Ele franziu a testa, quando ela terminou o discurso.
— Vim lhe pedir desculpas pelas coisas que eu disse há pouco - falou, parecendo irritado, e não arrependido.
— Tudo bem - Sara retrucou, com frieza. — Já se desculpou. Mas isso não vai me fazer mudar de ideia. - Começou a fechar a porta, porem Jess bloqueou-a com o pé. — O que foi, agora? - ela inquiriu.
— Acabei de perceber que não vim aqui para me desculpar.
Antes que ela pudesse reagir, Jess segurou-a pelos ombros e puxou-a para si.
— Tire as mãos de mim... - ela esbravejou.
Mas Jess baixou o rosto e capturou seus lábios num beijo duro, fácil de resistir... até que se suavizou. O choque, a raiva e uma estranha pontada de prazer fizeram com que seu pulso se acelerasse, mas ela permaneceu absolutamente imóvel, recusando-se a lhe dar a satisfação de lutar ou cooperar.
Assim que ele a soltou, Sara deu um passo para trás, com a mão direita agarrando a maçaneta da porta.

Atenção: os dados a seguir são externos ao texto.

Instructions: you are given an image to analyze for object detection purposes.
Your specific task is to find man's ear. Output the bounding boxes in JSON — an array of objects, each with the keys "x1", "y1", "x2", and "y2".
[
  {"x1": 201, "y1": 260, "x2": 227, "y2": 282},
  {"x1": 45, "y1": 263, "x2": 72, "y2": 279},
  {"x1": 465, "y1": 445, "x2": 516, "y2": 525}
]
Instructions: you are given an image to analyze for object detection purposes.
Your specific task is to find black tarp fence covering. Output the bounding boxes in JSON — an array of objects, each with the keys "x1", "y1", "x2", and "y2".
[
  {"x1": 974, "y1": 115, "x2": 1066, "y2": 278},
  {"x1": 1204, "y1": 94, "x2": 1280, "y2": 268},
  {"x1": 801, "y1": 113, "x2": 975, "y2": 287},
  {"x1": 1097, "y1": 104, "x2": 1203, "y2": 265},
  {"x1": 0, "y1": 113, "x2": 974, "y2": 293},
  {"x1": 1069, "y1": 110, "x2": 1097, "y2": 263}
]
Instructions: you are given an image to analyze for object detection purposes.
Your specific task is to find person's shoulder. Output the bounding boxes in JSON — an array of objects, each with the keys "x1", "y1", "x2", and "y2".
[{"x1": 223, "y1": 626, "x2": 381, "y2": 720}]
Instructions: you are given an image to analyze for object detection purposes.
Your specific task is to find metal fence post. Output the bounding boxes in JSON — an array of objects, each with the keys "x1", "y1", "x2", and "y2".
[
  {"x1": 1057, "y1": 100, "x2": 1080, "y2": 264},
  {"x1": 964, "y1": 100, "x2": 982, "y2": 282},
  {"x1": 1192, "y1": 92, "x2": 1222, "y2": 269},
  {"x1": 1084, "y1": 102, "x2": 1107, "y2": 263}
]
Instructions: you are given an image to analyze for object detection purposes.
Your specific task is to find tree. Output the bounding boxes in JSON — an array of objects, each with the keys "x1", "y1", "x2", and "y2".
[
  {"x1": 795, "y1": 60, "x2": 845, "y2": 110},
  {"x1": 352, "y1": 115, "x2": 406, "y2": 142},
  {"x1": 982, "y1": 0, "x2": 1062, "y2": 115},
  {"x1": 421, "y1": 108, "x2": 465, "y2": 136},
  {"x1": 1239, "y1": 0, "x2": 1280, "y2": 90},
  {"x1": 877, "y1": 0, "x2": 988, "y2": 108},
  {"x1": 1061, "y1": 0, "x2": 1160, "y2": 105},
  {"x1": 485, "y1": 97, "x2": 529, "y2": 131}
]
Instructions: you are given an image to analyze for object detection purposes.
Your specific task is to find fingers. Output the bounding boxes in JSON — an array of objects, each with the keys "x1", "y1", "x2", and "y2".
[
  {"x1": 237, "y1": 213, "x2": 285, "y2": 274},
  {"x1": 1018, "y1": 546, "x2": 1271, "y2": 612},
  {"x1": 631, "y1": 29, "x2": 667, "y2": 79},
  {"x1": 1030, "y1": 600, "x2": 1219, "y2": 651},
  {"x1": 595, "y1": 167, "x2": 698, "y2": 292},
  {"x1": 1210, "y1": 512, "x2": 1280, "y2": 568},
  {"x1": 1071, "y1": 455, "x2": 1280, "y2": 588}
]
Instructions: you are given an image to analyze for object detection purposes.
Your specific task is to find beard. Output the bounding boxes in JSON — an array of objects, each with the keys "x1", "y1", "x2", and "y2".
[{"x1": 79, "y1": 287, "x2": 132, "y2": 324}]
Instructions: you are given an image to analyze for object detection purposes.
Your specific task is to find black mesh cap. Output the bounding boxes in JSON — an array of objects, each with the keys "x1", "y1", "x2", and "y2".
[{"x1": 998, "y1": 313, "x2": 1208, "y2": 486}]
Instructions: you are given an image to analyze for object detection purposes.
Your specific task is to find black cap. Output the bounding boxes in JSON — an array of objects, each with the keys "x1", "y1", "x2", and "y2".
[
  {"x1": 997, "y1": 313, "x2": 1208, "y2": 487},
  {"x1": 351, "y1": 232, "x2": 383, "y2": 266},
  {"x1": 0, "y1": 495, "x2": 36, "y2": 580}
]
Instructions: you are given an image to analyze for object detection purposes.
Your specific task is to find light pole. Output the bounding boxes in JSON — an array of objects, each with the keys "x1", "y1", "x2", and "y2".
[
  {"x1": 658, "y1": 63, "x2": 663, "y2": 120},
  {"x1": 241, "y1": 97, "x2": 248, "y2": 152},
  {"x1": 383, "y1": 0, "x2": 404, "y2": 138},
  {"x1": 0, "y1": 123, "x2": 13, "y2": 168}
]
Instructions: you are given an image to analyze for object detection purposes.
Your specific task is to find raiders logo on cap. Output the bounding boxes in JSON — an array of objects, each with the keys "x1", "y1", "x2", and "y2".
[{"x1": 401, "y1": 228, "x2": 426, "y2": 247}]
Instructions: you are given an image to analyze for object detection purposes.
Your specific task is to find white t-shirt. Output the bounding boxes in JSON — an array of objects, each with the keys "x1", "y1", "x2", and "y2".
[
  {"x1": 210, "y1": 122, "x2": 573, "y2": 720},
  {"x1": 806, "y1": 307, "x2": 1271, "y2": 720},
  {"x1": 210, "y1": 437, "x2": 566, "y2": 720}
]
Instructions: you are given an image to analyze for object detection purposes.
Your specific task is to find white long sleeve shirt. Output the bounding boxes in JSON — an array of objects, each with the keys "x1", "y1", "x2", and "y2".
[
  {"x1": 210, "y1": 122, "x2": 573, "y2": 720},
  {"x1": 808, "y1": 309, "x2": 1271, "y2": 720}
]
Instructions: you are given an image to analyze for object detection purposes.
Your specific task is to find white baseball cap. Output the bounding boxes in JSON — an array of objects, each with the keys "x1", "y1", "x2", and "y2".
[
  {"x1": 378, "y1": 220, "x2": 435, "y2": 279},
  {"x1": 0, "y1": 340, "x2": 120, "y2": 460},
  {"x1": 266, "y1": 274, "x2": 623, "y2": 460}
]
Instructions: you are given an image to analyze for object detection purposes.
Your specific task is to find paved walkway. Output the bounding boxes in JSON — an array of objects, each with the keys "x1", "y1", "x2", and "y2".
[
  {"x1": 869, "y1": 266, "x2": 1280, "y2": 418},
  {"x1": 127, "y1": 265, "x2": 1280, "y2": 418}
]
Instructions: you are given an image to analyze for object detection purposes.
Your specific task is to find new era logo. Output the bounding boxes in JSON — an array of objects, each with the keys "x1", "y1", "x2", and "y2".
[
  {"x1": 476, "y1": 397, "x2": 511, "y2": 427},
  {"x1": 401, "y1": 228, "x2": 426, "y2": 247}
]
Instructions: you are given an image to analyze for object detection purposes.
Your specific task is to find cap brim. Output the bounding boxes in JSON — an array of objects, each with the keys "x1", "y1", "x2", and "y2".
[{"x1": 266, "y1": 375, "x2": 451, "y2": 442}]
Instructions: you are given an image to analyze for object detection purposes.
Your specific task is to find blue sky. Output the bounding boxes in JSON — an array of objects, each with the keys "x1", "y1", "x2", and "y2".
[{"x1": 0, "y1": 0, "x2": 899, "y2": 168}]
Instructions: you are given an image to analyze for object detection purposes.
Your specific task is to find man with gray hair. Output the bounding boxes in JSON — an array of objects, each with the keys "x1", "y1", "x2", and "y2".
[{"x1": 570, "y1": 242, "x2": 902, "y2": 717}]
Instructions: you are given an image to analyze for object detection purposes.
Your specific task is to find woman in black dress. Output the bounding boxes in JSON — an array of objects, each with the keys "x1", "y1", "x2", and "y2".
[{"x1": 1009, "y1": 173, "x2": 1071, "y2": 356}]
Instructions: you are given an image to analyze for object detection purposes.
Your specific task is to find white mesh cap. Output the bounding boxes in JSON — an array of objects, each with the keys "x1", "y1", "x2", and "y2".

— Este tipo de ataque é excitante para as vagabundas com quem você costuma sair? - inquiriu e, antes que ele pudesse responder, empurrou a porta com toda força, fechando-a com um estrondo na cara dele.
Paralisada, Sara continuou onde estava até ouvir o motor do carro dele; então, virou-se lentamente e recostou na porta, exaurida. Com os olhos secos, fitou os acessórios cuidadosamente escolhidos que comprara para sua sala - um lindo vaso de porcelana, uma banqueta antiga, uma mesinha estilo Luís XIV. Eram objetos queridos, da melhor qualidade - belos símbolos da vida maravilhosa que planejava para si mesma, e para os filhos que teria um dia.